Polar and Ferrel cells

Extremely cold, dense air also subsides over the North and South Poles. It produces the two polar high-pressure regions. Air flows out from them and is deflected to become the polar easterly winds.

The Coriolis effect

Any object moving toward or away from the equator and not firmly attached to the surface does not travel in a straight line. As the diagram illustrates. It is deflected to the right in the Northern Hemisphere and to the left in the Southern Hemisphere. Moving air and water tend to follow a clockwise path in the Northern Hemisphere and a counterclockwise path in the Southern Hemisphere.

The French physicist Gaspard Gustave de Coriolis (1792-1843) discovered the reason for this in 1835, and it is called the Coriolis effect. It happens because the Earth is a rotating sphere, and as an object moves above the surface, the Earth below is also moving. The effect used to be called the Coriolis "force," and it is still abbreviated as CorF, but it is not a force. It simply results from the fact that we observe motion in relation to fixed points on the surface.

The Earth makes one complete turn on its axis every 24 hours. This means every point on the surface is constantly moving and returns to its original position (relative to the Sun) every 24 hours, but because the Earth is a sphere, different points on the surface travel different distances to do so. If you find it difficult to imagine that New York and Bogotá—or any other two places in different latitudes—are moving through space at different speeds, consider what would happen if this were not so: the world would tear itself apart.

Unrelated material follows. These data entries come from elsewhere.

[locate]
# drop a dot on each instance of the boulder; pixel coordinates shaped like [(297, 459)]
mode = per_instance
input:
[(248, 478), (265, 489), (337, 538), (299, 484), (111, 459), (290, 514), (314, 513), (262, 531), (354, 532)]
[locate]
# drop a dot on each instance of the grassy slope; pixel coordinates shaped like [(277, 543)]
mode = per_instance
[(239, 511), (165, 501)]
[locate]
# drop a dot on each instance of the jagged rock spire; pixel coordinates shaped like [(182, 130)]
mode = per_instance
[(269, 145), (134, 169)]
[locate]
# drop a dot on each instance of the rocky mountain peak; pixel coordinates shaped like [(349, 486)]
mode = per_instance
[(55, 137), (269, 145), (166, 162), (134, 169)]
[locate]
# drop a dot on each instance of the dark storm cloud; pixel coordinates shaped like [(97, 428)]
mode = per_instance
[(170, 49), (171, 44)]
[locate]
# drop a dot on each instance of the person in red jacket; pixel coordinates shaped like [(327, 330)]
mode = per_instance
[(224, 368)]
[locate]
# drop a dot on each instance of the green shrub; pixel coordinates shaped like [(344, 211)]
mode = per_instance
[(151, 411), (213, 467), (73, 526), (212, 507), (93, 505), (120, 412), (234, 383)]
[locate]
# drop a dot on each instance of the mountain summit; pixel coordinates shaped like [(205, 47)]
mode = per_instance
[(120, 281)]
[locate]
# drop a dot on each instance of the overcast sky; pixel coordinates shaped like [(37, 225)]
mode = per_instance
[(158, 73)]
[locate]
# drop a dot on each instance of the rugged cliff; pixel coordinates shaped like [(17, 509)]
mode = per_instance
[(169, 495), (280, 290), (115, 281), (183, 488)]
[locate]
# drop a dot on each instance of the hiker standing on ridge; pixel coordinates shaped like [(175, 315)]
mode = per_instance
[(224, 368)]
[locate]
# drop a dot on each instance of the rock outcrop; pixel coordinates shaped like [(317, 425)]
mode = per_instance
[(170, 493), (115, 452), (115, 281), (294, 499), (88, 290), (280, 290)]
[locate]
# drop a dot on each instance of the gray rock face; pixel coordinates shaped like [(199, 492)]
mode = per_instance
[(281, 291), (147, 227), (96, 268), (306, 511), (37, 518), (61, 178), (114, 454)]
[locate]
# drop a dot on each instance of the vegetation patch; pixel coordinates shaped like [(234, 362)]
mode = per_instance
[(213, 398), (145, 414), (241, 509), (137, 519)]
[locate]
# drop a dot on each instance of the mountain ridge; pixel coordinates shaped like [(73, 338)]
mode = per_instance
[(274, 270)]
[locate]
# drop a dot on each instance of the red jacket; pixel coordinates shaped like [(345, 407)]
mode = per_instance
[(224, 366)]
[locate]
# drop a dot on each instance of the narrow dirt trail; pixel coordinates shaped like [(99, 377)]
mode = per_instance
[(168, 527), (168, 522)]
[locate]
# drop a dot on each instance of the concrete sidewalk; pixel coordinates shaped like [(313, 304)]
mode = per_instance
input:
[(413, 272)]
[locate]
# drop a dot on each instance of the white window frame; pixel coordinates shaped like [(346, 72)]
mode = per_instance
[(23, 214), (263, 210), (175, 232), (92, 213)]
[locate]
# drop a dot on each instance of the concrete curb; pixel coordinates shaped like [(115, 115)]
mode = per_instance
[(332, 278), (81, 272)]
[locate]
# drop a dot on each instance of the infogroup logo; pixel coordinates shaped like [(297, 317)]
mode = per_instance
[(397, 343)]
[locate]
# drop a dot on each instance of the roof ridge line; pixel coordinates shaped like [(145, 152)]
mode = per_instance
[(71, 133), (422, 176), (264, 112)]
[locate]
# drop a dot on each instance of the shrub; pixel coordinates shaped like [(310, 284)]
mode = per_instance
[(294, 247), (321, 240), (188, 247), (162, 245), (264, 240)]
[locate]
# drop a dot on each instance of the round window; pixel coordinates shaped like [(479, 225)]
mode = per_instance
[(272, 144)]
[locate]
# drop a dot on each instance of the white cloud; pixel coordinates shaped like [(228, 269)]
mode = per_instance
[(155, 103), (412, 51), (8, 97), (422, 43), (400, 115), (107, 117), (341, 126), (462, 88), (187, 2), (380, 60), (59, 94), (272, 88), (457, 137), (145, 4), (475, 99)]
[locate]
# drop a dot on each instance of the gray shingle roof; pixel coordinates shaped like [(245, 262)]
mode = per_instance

Consider two points on the surface, one at the equator and the other at 40° N, which is the approximate latitude of New York and Madrid. The equator, latitude 0°, is about 24,881 miles (40,033

km) long. That is how far a point on the equator must travel in 24 hours, which means it moves at about 1,037 MPH (1,668 km/h). At 40° N, the circumference parallel to the equator is about 19,057 miles (30,663 km). The point there has less distance to travel and so it moves at about 794 MPH (1,277 km/h).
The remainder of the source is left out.